Paróquia da Imaculada Conceição – Conceição das Alagoas (1878)

Muito já falamos sobre como se desenvolveram a maioria dos municípios do interior do Brasil durante o século XIX quando aqui se vivia o período imperial. Em geral este processo se dava sobre a égide da “cruz e da espada”: ainda que o tempo de auge dos bandeirantes – esses conquistadores do sertão responsáveis pelo etnocídio indígena que foram elevados pela crônica historiográfica como heróis nacionais – já tivesse terminado e não mais se procurassem indígenas para escravidão, surgia uma procura crescente por terras para uma expansão agrícola que atendesse à demanda de uma urbanização insipiente. O Triângulo Mineiro foi povoado durante o século XIX após um traumático processo de eliminação dos habitantes indígenas aqui residentes. Apesar de Sacramento ser uma das mais antigas povoações e Araxá ter sido o primeiro município a ser juridicamente constituído, coube a Uberaba a primazia de se tornar o verdadeiro centro econômico, político e religioso da região naquele tempo, justificando assim o título ainda hoje a ela atribuído de “Princesa do Sertão”.

O território do município de Uberaba no século XIX era tão considerável que poderia se equiparar ao de alguns países europeus da atualidade. Muitos povoados foram surgindo e se desenvolvendo em seu interior e, na medida que conseguiam certa influência política e econômica, conseguiam sua emancipação. Assim se deu em 1878 com Conceição das Alagoas. Nos primeiros tempos chamava-se este lugar “Garimpo das Alagoas” em referência tanto à atividade econômica que ali se tinha – o garimpo – quanto à grande quantidade de lagoas ao redor da povoação – Alagoas. Com a emancipação, o município passa a trazer consigo o nome de sua padroeira: Nossa Senhora da Conceição.

Imaculada Conceição

Quando ouvimos hoje o termo catolicidade logo nos vem à mente a ideia de uma igreja universal, espalhada pelo mundo inteiro, diversa em carismas e serviços, inculturada em diversos países e regiões mas, apesar e graças a tudo isso, capaz de manter sua unidade com o Papa e com Cristo que é a Cabeça desta Igreja. Um sinal desta catolicidade em nossa arquidiocese pode ser percebido na devoção aqui criada por diversos santos e santas bem como por títulos marianos pouco tempo depois de seu surgimento (os leitores assíduos vão se lembrar de quando falamos de Santa Teresinha, devoção quase imediatamente trazida a Uberaba).

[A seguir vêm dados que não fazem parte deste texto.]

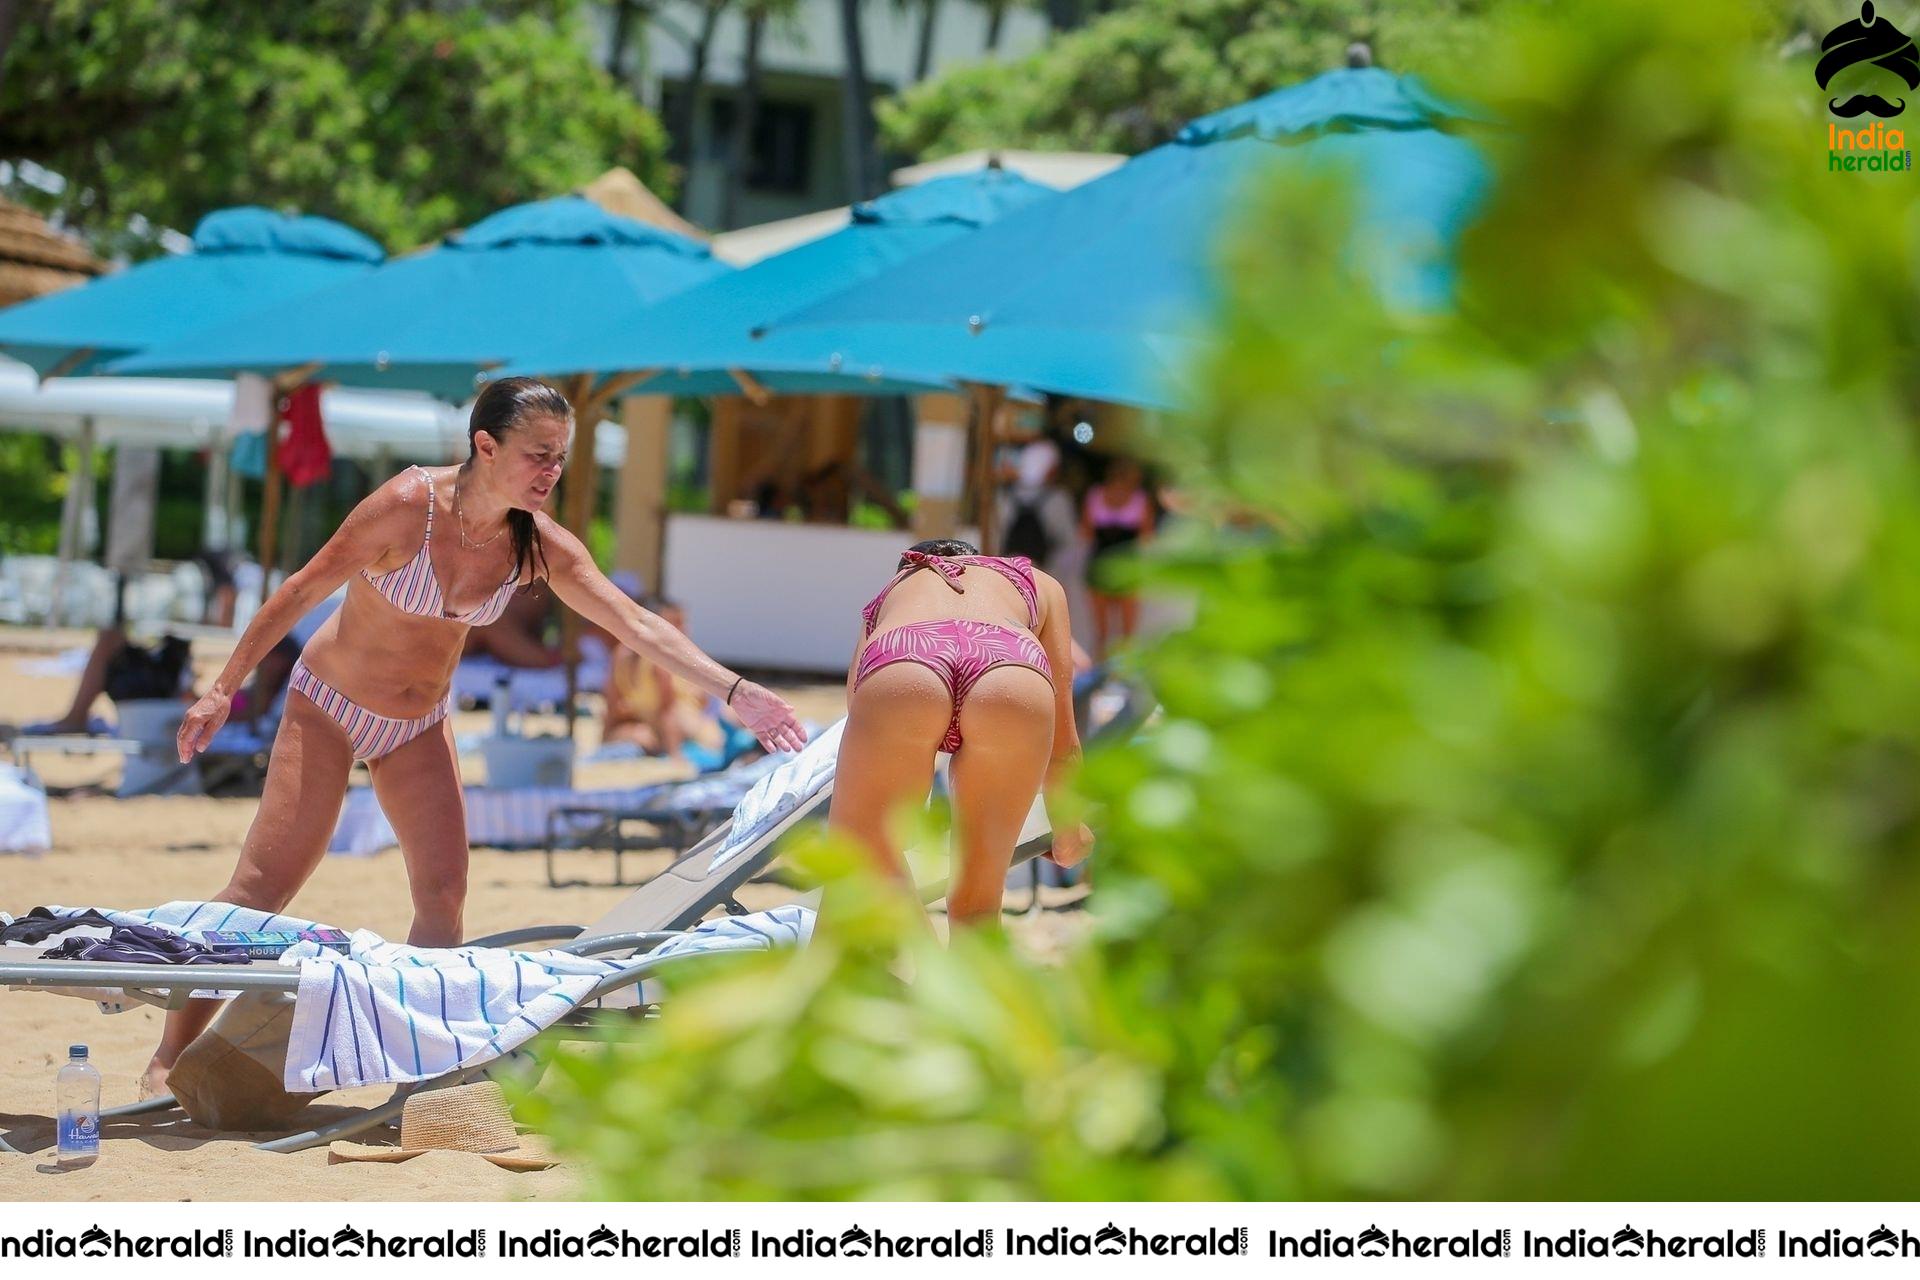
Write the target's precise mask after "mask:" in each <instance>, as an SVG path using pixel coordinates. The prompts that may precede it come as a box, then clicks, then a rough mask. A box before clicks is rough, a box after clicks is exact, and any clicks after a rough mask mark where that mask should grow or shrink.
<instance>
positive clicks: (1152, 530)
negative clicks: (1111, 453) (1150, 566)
mask: <svg viewBox="0 0 1920 1280" xmlns="http://www.w3.org/2000/svg"><path fill="white" fill-rule="evenodd" d="M1081 537H1085V539H1087V541H1089V543H1091V547H1092V555H1091V557H1089V560H1087V595H1089V597H1092V635H1094V658H1096V660H1106V656H1108V649H1110V647H1112V643H1114V639H1129V637H1131V635H1133V631H1135V628H1137V626H1139V624H1140V597H1137V595H1135V593H1133V591H1131V589H1129V587H1121V585H1117V583H1116V581H1114V557H1116V555H1125V553H1127V551H1129V549H1135V547H1144V545H1146V543H1148V541H1152V537H1154V503H1152V499H1150V497H1148V495H1146V486H1144V484H1142V482H1140V466H1139V464H1137V462H1133V461H1131V459H1114V461H1112V462H1108V466H1106V480H1102V482H1100V484H1096V486H1094V487H1092V489H1091V491H1089V493H1087V514H1085V518H1083V520H1081Z"/></svg>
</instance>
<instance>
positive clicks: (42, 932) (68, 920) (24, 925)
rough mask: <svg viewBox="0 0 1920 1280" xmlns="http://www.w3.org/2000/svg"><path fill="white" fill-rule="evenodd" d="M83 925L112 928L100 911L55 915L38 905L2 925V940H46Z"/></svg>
mask: <svg viewBox="0 0 1920 1280" xmlns="http://www.w3.org/2000/svg"><path fill="white" fill-rule="evenodd" d="M81 925H92V927H94V929H111V927H113V921H109V919H108V917H106V915H102V913H100V912H81V913H79V915H54V913H52V912H48V910H46V908H44V906H36V908H33V910H31V912H27V913H25V915H21V917H19V919H13V921H10V923H6V925H0V942H46V940H48V938H50V936H54V935H56V933H65V931H67V929H79V927H81Z"/></svg>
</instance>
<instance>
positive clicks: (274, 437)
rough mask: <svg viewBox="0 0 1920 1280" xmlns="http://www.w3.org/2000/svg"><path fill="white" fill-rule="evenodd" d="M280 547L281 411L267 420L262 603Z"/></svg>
mask: <svg viewBox="0 0 1920 1280" xmlns="http://www.w3.org/2000/svg"><path fill="white" fill-rule="evenodd" d="M278 549H280V411H278V405H275V413H273V418H269V420H267V480H265V493H263V495H261V499H259V572H261V603H265V601H267V597H269V595H273V557H275V553H276V551H278Z"/></svg>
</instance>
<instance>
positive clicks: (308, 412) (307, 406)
mask: <svg viewBox="0 0 1920 1280" xmlns="http://www.w3.org/2000/svg"><path fill="white" fill-rule="evenodd" d="M280 420H282V422H286V438H284V439H282V441H280V453H278V461H280V472H282V474H284V476H286V482H288V484H290V486H294V487H296V489H303V487H307V486H309V484H319V482H323V480H326V476H328V474H330V472H332V468H334V451H332V449H330V447H328V445H326V428H324V426H321V388H319V384H315V382H307V384H305V386H300V388H296V390H294V393H292V395H288V397H286V399H282V401H280Z"/></svg>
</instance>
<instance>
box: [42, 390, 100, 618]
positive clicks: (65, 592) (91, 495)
mask: <svg viewBox="0 0 1920 1280" xmlns="http://www.w3.org/2000/svg"><path fill="white" fill-rule="evenodd" d="M92 505H94V420H92V418H81V438H79V447H77V451H75V455H73V472H71V474H69V476H67V497H65V499H63V501H61V505H60V560H58V562H56V566H54V608H52V612H50V616H48V620H46V624H48V626H54V628H58V626H61V624H63V622H65V620H67V603H65V601H67V566H69V564H73V558H75V557H77V555H79V553H81V543H83V541H84V539H86V512H88V510H90V509H92Z"/></svg>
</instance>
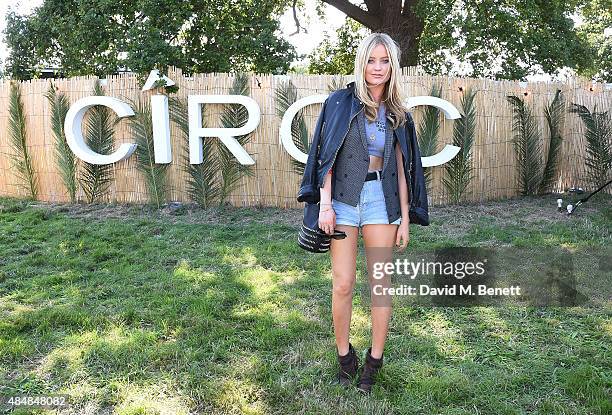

O dogma da Imaculada Conceição foi promulgado pelo Papa Pio IX através da Bula Ineffabilis Deusem 1854. Pouco mais de duas décadas depois nossa catolicidade se manifestava na criação da Paróquia da Imaculada Conceição em 1878.

A Paróquia

Atualmente a egrégia e centenária Paróquia da Imaculada Conceição – Senhora de Conceição das Alagoas – às vésperas de seus cento e quarenta anos de devoção à Virgem Santíssima e de serviço ao povo daquela cidade por meio da evangelização de seus filhos se encontra em período de vistoso progresso. Para além das reformas estruturais que se fez na igreja matriz e no salão de festas atualmente em construção, destaca-se a construção da Casa do Pão, com auxílio financeiro da CEI – Conferência Episcopal Italiana. Em funcionamento já fazem dois anos a Casa do Pão possui atualmente vinte equipes de voluntárias e abriga todas as pastorais sociais. Oferece sopa todos os sábados, lanche comunitário todos os domingos, jantares uma vez por mês. A Pastoral da Educação vem se organizando para oferecer reforço escolar de Português, Matemática e Alfabetização. A Pastoral da Criança em Conceição das Alagoas recentemente foi listada pelo Pastoral Nacional da Criança como uma das melhores do país. Tudo isso se deve ao esforço daquela comunidade paroquial conduzida pelo Revmo. Pe. José dos Reis Naves, conhecido por todos como Pe. Zezinho.